Tuesday, April 01, 2008

Good Vs. Great

I guess I tend to assume that we all aspire to greatness, if not in ourselves then at least with a few images. In a conversation with a friend last night, he stated that he doesn't aim for greatness, good would be just fine with him. He doesn't aspire to a masterpiece, an image which is interesting or illuminating or fun will be just great.

it makes you wonder just what we should be concentrating on - do you put all your effort into something which is rarely achieved (a truly great photograph, or at least one way better than all your others), knowing that you are working on something that not only is very unlikely to happen with any one photograph, in fact experience tells us that we rarely know at the time of the shutter release which images are going to be our best.

Mind you sometimes we know, I had written to Chuck to comment on his lovely new window and gauze photograph gracing his lead page of his site and he commented in return that he just knew it was going to be really good. Actually what he really said was he was so excited he was practically shaking and had difficulty getting the image recorded he was so excited. That sometimes happens but far more often we don't know ahead of time that an image is going to turn out far better than 99% of our work. You'd think a little bell would go off, in the camera if not in your head - but no.


The linke below will take you to his site, and at least for now to that particular image.


Anyway, my point is whether it's better to be looking for the truly great images or whether we'd actually be better served looking for the merely interesting and letting the laws of chance make some of those exceptional and the rest just what we were looking for.

My own style is to look for the interesting since I very definitely cannot predict the great shots, frequently not even recognizing them in the proofs, sometimes for months.

So, it's ok to aspire to be great, but to be on the lookout for the merely good, interesting, illuminating and or entertaining.

Whether someone who never aspired to greatness in the first place is any less likely to achieve it I don't know - I suspect there is a drive do do better, try harder which may separate those who are happy with good from those who desperately strive for greatness.

The other issue is whether it is very egotistical to even think that you might someday be one of the greats but if you think of how many of us wanted to be Ansel Adams 40 years ago and a teenager, well, most of us would be wearing tar and feathers if it were a big problem.
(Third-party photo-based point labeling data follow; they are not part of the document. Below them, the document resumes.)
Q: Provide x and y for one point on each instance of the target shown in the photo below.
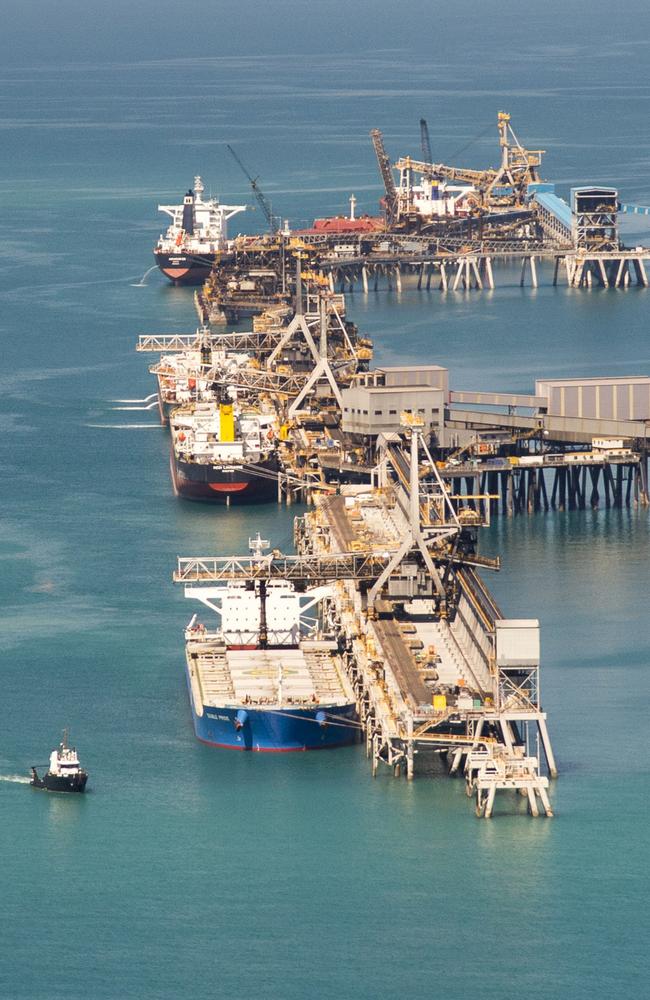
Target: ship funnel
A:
(241, 719)
(188, 213)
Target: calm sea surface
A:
(189, 872)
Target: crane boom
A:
(261, 200)
(386, 174)
(426, 141)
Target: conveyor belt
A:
(335, 511)
(400, 661)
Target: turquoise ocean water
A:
(186, 872)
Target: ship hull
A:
(267, 730)
(58, 783)
(211, 484)
(185, 268)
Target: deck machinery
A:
(434, 666)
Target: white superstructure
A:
(197, 225)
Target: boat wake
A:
(124, 427)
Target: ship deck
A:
(311, 675)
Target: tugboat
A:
(65, 774)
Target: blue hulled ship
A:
(266, 679)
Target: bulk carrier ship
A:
(264, 680)
(186, 252)
(224, 450)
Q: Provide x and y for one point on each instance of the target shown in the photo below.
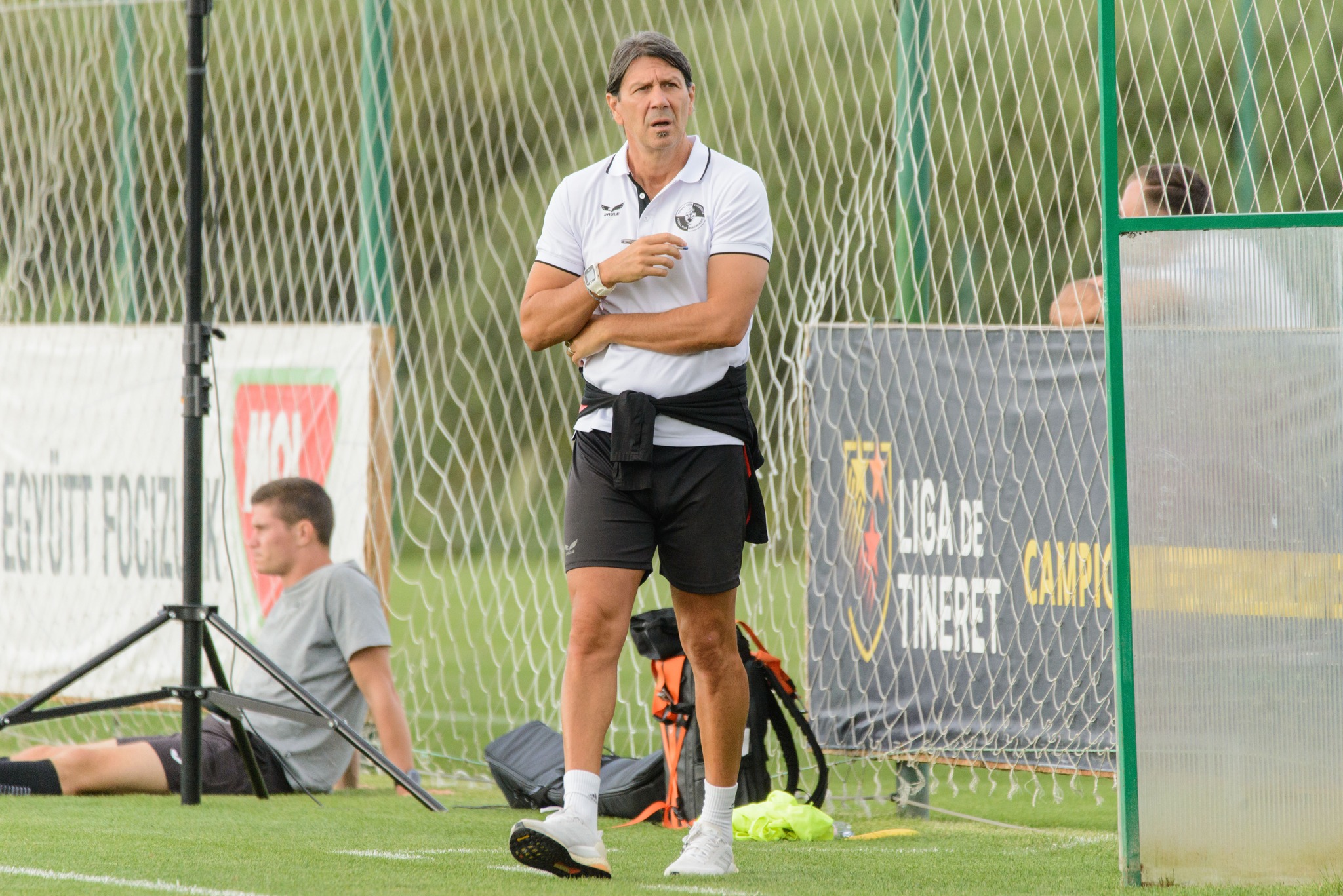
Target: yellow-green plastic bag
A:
(782, 817)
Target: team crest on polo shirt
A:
(689, 216)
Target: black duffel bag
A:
(528, 766)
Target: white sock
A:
(717, 806)
(580, 789)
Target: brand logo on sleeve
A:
(689, 216)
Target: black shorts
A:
(222, 770)
(694, 515)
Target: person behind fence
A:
(327, 631)
(649, 266)
(1155, 190)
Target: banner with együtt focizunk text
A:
(92, 484)
(959, 598)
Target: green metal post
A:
(1130, 857)
(913, 167)
(1248, 156)
(375, 172)
(127, 252)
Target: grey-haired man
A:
(649, 267)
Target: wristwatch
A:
(593, 280)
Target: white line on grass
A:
(161, 886)
(405, 855)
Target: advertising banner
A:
(92, 482)
(959, 596)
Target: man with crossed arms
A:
(649, 269)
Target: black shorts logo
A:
(689, 216)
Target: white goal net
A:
(386, 165)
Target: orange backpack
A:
(673, 705)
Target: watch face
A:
(593, 281)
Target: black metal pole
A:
(195, 400)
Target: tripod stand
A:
(191, 613)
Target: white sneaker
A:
(562, 846)
(706, 851)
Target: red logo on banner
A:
(280, 430)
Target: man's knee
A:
(711, 648)
(78, 769)
(597, 638)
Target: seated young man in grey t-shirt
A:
(327, 631)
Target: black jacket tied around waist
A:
(721, 408)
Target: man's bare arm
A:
(555, 307)
(734, 290)
(556, 304)
(372, 671)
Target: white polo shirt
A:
(717, 206)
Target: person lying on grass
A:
(327, 631)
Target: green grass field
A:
(374, 843)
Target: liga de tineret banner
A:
(92, 482)
(959, 600)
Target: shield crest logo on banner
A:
(866, 540)
(284, 425)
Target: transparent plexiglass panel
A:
(1235, 417)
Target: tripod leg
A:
(216, 668)
(334, 722)
(46, 693)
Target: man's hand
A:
(591, 340)
(652, 256)
(1079, 303)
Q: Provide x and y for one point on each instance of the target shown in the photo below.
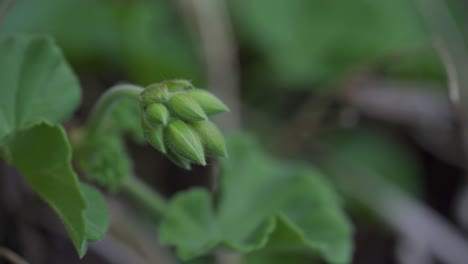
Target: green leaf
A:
(258, 195)
(43, 156)
(36, 83)
(97, 214)
(304, 41)
(126, 118)
(105, 159)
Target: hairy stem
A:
(145, 196)
(104, 105)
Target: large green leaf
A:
(258, 196)
(97, 214)
(43, 156)
(146, 39)
(36, 83)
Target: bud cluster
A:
(175, 122)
It's one thing to strive for greatness, another to think you have arrived, especially with plenty of evidence to the contrary. Perhaps this is a discussion for another day.

6 comments:

Alan Rew said...

George,

Thinking back to some of your earlier posts about the psychology of photography, I think there's a danger that, by constantly aiming to take a masterpiece, somebody could be putting themselves under too much pressure, which could kill off creativity.

On the other hand, part of the thrill of creative photography is that you just don't know what will turn up, and you just might capture something which turns out to be a classic image.

I can see why Chuck got so excited about this composition.

Once or twice, on landscape photography workshops, I've found that the location and light are so stunning that I can't actually take a photo - I just have to sit there & wait for the adrenaline rush to reduce to the point where I can do something. The scene is so amazing that mental paralysis sets in, & I don't feel I can capture it.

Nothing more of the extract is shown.